Nowhere have the performance advancements for data science been as rapid as the development of hardware accelerators based on the technology once used primarily for graphics processing. The newest generation of Ampere GPUs from NVIDIA provides up to 20 times higher performance over the prior generation of NVIDIA GPUs. The NVIDIA A100 GPU can be partitioned into seven GPU instances to dynamically adjust to shifting demands. This combination of GPU partitions and VMware virtualization gives IT professionals the tools that they need to meet the most demanding production machine learning workloads. It also meets the experimentation needs of large groups of data science users in a single platform.
In Solution architecture, we describe the recommended configuration for enterprise AI workloads. We describe redundant networking designs for both 25 GbE and 100 GbE equipment.

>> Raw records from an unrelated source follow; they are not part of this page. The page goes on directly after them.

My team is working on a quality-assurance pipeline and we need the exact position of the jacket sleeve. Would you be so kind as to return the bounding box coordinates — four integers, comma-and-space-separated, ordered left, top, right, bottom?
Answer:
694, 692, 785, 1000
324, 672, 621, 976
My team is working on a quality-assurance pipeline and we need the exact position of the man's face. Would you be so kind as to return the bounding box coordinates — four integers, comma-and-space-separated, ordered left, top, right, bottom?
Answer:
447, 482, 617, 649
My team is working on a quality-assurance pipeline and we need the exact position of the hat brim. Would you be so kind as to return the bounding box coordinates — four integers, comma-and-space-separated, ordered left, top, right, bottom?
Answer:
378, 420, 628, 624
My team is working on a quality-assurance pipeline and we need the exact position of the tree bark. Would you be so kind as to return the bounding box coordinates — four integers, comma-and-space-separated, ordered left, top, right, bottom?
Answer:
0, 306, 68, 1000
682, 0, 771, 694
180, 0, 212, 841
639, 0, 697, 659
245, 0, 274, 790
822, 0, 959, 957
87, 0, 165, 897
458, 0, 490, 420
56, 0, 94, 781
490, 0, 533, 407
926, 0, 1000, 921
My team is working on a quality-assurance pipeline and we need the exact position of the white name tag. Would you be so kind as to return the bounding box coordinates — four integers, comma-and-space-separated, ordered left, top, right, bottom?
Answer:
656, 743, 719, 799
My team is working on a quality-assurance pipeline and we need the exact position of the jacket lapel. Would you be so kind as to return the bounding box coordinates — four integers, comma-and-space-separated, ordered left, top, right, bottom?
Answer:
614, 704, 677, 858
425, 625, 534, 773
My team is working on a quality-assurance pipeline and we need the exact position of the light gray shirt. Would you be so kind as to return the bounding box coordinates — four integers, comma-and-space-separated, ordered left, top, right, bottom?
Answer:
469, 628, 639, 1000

We also provide the best practices for deployment of NVIDIA Virtual GPU Manager for VMware vSphere and how to configure VMs to use GPU partitions base on the Multi-Instance GPU feature of the A100 and A30 GPUs.
In Validation and machine learning performance, we describe the lab environment that we implemented to support the performance evaluation comparing virtualized GPU with bare metal and several GPU partitioning approaches with the A100 GPU. We show the results of eight tests using different partition profiles for the A100 GPU running both training of an image classifier (ResNet 50 v 1.5) and inference using a trained ResNet model. The results show less than a five percent model training performance penalty compared to the gains of increased efficiency. Using vGPU with hardware partitioning should result in more IT organizations deploying machine learning workloads for AI on VMware-managed platforms for most scenarios.